Ни во что не верим, ничего не ждем, ничего не хотим. Умерли.

Боялись смерти большевистской и умерли смертью здесь.

Вот мы – смертию смерть поправшие!

Думаем только о том, что теперь там. Интересуемся только тем, что приходит оттуда.

А ведь здесь столько дела. Спасаться нужно и спасать других. Но так мало осталось и воли и силы…

* * *

– Скажите, ведь леса-то все-таки остались? Ведь не могли же они леса вырубить: и некому и нечем.

Остались леса. И трава зеленая, зеленая русская.

Конечно, и здесь есть трава. И очень даже хорошая. Но ведь это ихняя "L'herbe", а не наша травка-муравка.

И деревья у них может быть очень даже хороши, да чужие, по-русски не понимают.

У нас каждая баба знает, – если горе большое и надо попричитать – иди в лес, обними березыньку крепко двумя руками, грудью прижмись и качайся вместе с нею и голоси голосом, словами, слезами, изойди вся вместе с нею, с белою, с русскою березынькой.

А попробуйте здесь:

– Allons аu Bois de Boulogne embrasser le bouleau!

Переведите русскую душу на французский язык… Что? Веселее стало?

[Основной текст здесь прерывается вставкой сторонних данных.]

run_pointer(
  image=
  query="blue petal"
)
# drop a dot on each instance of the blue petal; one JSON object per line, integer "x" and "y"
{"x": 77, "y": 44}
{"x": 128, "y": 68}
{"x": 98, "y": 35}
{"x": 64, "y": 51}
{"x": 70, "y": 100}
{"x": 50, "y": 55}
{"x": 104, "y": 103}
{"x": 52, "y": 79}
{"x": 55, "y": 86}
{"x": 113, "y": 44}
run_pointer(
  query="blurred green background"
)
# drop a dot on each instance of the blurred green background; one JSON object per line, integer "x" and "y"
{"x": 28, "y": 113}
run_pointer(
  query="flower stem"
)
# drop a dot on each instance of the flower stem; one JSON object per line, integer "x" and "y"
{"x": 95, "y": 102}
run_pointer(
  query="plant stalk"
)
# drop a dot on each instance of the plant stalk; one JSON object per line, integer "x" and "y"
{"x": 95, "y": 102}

Помню, в начале революции, когда стали приезжать наши эмигранты, один из будущих большевиков, давно не бывший в России, долго смотрел на маленькую пригородную реченку, как бежит она, перепрыгивая, с камушка на камушек, струйками играет простая, бедная и веселая. Смотрел он, и вдруг лицо у него стало глупое и счастливое:

– Наша речка русская!

Ффью! Вот тебе и третий интернационал!

Как тепло!

Ведь, пожалуй, скоро и там сирень зацветет…

* * *

У знакомых старая нянька. Из Москвы вывезена.

Плавна, самая настоящая – толстая, сердитая, новых порядков не любит, старые блюдет, умеет ватрушку печь и весь дом в страхе держит.

Вечером, когда дети улягутся и уснут, идет нянька на кухню. Там французская кухарка готовит поздний французский обед.

– Asseyez-vous! – подставляет она табуретку.

Нянька не садится.

– Не к чему, ноги еще, слава Богу, держат.

Стоит у двери, смотрит строго.

– А вот, скажи ты мне, отчего у вас благовесту не слышно. Церкви есть, а благовесту не слышно. Небось, молчишь! Молчать всякий может. Молчать даже очень легко. А за свою веру, милая моя, каждый обязан вину нести и ответ держать. Вот что!

– Я в суп кладу сельдерей и зеленый горошек! – любезно отвечает кухарка.

– Вот то-то и оно… Как же ты к заутрени попадешь без благовесту? То-то я смотрю у вас и не ходят. Грех осуждать, а не осудить нельзя… А почему у вас собак нет? Эдакий город большой, а собак раз-два, да и обчелся. И то самые мореные, хвосты дрожат.

– Четыре франка кило, – возражает кухарка.

– Теперь, вон у вас землянику продают. Разве можно это в апреле месяце? У нас-то теперь благодать – клюкву бабы на базар вынесли, первую, подснежную. Ее и в чай хорошо. А ты что? Ты, пожалуй, и киселя-то никогда не пробовала!

– Le president de la republique? – удивляется кухарка.

Нянька долго стоит у дверей у притолки. Долго рассказывает о лесах, полях, о монашенках, о соленых груздях, о черных тараканах, о крестном ходе с водосвятием, чтобы дождик был, зерно напоил.

Наговорится, напечалится, съежится, будто меньше станет и пойдет в детскую к ночным думкам, к старушьим снам – все о том же.